SECRET AGENT (1936): Lorre steals the show in his supporting role as the "hairless Mexican" in Alfred Hitchcock's immensely entertaining British thriller starring John Gielgud as Somerset Maugham's Richard Ashenden. The cast is first-rate--even if the mystery isn't--and Hitchcock's blackhumor laces through much of the film. Lorre is the shifty-eyed professional killer whose peculiarities in speech and demeanor are a constant source of twisted amusement, such as when he honestly reports after being caught in the church rafters whilst the bells are ringing that "I am still blind in this ear."

THE MALTESE FALCON (1941): Humphrey Bogart's Sam Spade is a cold and sober dick, thus first-time director John Huston must rely on editing to give the early portion of his film spark.
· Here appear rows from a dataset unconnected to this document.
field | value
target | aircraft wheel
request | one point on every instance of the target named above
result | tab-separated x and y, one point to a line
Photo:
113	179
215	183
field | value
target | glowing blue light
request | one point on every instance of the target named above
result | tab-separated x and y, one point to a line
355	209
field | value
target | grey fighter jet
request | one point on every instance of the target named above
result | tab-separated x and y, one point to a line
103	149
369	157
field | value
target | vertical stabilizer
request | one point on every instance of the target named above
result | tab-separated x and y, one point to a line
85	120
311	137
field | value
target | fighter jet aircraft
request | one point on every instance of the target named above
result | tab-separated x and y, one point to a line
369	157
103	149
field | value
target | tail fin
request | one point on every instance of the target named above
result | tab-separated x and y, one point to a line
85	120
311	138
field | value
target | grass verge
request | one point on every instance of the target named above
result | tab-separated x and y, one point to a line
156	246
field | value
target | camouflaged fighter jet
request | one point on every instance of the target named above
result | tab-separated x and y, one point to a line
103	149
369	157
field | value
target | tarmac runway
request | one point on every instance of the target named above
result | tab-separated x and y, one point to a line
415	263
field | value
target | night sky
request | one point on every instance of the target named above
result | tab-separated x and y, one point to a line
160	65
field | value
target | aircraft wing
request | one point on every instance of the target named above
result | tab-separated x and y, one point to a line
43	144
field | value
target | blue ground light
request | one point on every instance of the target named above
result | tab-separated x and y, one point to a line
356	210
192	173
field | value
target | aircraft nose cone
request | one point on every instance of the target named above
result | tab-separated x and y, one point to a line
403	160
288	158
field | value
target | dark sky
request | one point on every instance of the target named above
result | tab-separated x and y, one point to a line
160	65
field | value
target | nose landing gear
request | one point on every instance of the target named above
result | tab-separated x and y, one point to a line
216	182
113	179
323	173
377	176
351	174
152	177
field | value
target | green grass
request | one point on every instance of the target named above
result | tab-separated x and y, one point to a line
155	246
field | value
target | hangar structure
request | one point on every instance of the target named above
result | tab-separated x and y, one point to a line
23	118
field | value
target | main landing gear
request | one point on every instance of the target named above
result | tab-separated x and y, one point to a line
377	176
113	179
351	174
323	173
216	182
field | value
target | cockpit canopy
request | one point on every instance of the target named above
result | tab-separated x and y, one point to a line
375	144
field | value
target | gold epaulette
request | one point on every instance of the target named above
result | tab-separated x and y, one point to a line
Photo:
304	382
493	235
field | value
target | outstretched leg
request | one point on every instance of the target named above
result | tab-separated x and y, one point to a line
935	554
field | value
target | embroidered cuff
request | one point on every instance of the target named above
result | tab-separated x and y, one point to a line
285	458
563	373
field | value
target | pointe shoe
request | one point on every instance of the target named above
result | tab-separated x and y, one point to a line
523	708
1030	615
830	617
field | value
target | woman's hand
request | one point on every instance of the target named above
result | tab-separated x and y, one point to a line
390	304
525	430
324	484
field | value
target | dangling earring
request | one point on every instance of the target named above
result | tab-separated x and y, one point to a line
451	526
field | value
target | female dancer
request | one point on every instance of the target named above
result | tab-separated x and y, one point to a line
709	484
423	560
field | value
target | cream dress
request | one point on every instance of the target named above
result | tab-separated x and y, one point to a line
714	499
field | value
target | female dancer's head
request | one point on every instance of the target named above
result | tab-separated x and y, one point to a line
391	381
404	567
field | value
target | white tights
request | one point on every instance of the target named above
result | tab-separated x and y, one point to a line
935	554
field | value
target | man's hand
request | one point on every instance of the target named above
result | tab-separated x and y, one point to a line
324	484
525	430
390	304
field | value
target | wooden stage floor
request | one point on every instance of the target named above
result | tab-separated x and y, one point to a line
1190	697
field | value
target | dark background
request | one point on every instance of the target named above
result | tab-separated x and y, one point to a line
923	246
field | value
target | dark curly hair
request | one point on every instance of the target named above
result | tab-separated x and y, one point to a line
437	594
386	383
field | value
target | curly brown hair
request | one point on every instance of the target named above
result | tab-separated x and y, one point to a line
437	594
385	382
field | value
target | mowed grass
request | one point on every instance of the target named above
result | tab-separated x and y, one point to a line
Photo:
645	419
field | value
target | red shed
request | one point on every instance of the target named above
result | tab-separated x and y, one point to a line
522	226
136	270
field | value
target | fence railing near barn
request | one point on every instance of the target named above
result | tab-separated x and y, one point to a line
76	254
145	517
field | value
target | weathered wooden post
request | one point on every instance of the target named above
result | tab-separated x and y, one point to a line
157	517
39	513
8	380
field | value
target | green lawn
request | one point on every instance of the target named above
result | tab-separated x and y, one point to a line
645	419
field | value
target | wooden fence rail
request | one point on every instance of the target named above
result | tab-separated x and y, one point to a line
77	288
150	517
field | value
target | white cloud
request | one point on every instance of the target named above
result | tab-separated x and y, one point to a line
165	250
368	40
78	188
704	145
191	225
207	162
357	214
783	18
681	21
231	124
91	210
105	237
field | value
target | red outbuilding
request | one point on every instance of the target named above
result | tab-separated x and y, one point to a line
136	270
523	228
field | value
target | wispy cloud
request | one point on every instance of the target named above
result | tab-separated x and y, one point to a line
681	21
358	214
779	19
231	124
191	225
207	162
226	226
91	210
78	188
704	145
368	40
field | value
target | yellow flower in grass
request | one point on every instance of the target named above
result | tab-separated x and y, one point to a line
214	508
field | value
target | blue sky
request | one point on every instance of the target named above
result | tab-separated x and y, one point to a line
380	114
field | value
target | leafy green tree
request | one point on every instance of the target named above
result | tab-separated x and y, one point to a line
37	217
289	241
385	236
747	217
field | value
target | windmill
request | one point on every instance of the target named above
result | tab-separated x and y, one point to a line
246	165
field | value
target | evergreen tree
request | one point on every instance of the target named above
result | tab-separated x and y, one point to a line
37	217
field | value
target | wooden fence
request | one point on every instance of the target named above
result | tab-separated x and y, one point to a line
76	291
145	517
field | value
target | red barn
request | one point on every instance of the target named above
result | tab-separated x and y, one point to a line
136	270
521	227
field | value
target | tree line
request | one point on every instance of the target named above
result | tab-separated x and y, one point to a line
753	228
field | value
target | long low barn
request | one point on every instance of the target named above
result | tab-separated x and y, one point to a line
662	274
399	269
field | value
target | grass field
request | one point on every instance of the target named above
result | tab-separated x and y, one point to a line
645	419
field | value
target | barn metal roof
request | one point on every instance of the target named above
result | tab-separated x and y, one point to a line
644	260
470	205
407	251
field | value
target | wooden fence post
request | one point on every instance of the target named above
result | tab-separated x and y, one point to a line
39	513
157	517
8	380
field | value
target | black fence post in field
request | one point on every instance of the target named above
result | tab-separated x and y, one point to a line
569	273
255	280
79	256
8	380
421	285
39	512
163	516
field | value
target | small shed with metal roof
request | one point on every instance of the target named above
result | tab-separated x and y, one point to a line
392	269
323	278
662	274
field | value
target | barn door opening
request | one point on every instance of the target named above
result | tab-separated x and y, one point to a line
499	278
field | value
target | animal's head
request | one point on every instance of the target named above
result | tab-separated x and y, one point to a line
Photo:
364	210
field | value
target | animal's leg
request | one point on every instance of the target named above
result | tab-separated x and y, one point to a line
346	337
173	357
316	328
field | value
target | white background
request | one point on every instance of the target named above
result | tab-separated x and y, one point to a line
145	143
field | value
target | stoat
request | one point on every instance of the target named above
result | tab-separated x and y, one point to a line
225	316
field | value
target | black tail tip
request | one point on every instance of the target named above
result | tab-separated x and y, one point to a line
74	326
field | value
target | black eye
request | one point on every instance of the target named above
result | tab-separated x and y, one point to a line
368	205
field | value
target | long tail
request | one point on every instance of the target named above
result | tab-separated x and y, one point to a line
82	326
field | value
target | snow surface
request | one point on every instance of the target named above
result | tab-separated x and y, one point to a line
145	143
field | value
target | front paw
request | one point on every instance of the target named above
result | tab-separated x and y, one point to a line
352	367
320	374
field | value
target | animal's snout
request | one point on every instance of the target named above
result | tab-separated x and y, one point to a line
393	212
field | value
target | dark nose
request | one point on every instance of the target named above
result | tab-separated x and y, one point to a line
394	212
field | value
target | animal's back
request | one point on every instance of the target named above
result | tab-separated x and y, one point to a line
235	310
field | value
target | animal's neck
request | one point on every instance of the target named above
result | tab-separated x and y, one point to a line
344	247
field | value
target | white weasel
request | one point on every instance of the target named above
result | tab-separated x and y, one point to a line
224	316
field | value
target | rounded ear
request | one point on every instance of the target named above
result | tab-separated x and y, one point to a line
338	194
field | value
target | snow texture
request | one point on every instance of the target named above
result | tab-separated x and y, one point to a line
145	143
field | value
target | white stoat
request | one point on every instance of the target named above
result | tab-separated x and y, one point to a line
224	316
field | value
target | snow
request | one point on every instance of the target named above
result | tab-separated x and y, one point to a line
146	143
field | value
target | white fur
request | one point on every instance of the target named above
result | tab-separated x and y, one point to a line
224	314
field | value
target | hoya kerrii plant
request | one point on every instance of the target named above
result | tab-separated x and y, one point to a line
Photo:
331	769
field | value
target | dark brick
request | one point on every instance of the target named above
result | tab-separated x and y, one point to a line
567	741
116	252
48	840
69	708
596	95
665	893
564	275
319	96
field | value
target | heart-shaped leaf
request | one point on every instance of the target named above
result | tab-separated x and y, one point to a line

No need once the gardenia-scented card presages the entrance of Joel Cairo. Lorre's fastidious fem inoculates the film with energy, brings it to life. Next time you see it, watch how Lorre has uncanny control of and acts with every muscle of his face--independently: his eyebrows raise, his entire scalp shifts down,his ears flare back. Cairo is a great character role--quite the obvious Hollywood homosexual--and just listen to how Sam berates him with a barking order of domination: "When you're slapped, you'll take it and like it!"

Too bad the Fatman takes over in the film's last third, though Cairo's spitting outburst that segues into a fit of whimpering aurally provides the climax for the Falcon's betrayal.

THE RAVEN (1963): By the time Peter Lorre was doing films for Roger Corman at American International Pictures in the early 60s, he was a bloated bogeyman whose trademark facial resign turned to sagging indifference. He was, too, a man who all his life loved to play practical jokes and enjoyed telling bawdy stories and cracking up the cast and crew. He'd also become fearless about playing with a script and would never give the same reading twice. As the squawking, egocentric, amateur sorcerer Dr. Bedlo, Lorre plays the horror-comedy to the hilt, wildly mugging, gesticulating, and shouting at son Jack Nicholson to "shut your mouth!" Karloff wasn't sure what to make of it all, but co-star Vincent Price knew what Peter wasup to and played right along. Lorre improvised left and right, and the results are hilarious, from his extemporized comment to Price that the family crypt must be a "hard place to keep clean, huh?" to his priceless mumblings while searching for a cloak to wear on the trip up to Karloff's castle. It may not qualify as a glamorous end to another near-great career, but it's an undeniably lively reel from one of the film world's irreplaceables.